Above: Gregory McGuire.

BitDepth#1255 for June 25, 2020

The TT Chamber of Commerce held it’s first Beyond Covid webinar last week, offering the wisdom of futurist Ian Khan, energy economist

Gregory McGuire, digital media entrepreneur Ingrid Riley and IT economy strategist Tracy Hackshaw under the moderation of Nova Committee chair Allison Demas.

There was general agreement that the workplace won’t be returning to the old normal, McGuire was firm on that point.

“The process of digitisation is not going to be reversed,” he said.

“The way we work remotely is not going to be reversed.”

“Government should be a model user.”
– Tracy Hackshaw

Hackshaw urged government to become what he described as a “model user.”

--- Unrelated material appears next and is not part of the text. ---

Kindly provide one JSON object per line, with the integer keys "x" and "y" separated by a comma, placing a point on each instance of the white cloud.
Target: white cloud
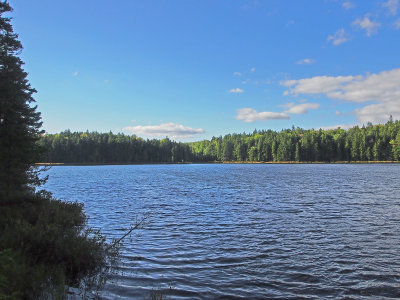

“Government’s role should be to reduce friction between business and government agencies, it needs to prioritise digital skills and local content development, facilitating open source and open data initiatives.”

McGuire saw greater issues ahead in governance and the macro-economy that inevitably informs and enables the opportunities available in the smaller micro-economies that the Chamber’s Nova Committee was created to address.

“Government is not going to have the economic space to continue to be the major employer going forward,” McGuire warned.

“We have a second crisis to deal with because of the nature of the economy in the Caribbean.”

“We face Covid-19, we have structural issues because of our dependence on oil and gas, and the impact of external markets will affect the tourism trade. Our capacity to earn forex is going to be diminished.”

“We may be able to ride out this $14 billion deficit because of the Heritage and Stabilisation fund, but we can’t continue that because there is a limit to what we can draw down.”

For businesses, Ingrid Riley, a technology evangelist in Jamaica said, “You have to go back to the basics and to question whether the reason for the business, the need that it addresses, still exists.”

“Innovation should start from the inside out. You must identify the one distinct advantage you have and own it.”
– Ingrid Riley

“Innovation should start from the inside out. You must identify the one distinct advantage you have and own it.”

“There are new people and resources available and you should be investigating how the new reality is unfolding.”

Riley believes that the greatest possibilities and opportunities for entrepreneurs in the evolving world of Covid-19 are in health and wellness, online skills training and digital learning, online events and digital services, ecommerce and digital media.

The gap between the ambitions of the micro and small enterprises that the Nova Committee hopes to guide and jumpstart and the practical engagement they have with formal governance channels is significant.

Businesses at early stages of development are hardly even recognised in formal business support channels in government and innovation remains a buzzword for speeches.

“Our innovation spending is way below the level of a [similar] country and economy as it exists,” McGuire warned.

“We need to build local and to build local capacity. Regardless of the size of your business, you need to take the opportunity to join the digital revolution.”

“Going to the bank has to become a thing of the past. Getting online is a must-do. Delivery is going to become a big thing, in tandem with growth in online shopping.”

“The Chamber should engage its members and work with them to deliver results.”

“This is a time to rethink the business.”
– Ian Khan

“Everyone is trying to figure out what to do,” Ian Khan said.

“This is a time to rethink the business and how you reach and please the customer. The execution of your strategy is going to be everything. The ones who put the pedal to the metal are the ones who succeed.”

“We have to hold ourselves responsible for the promises we make to our company and to our customers.”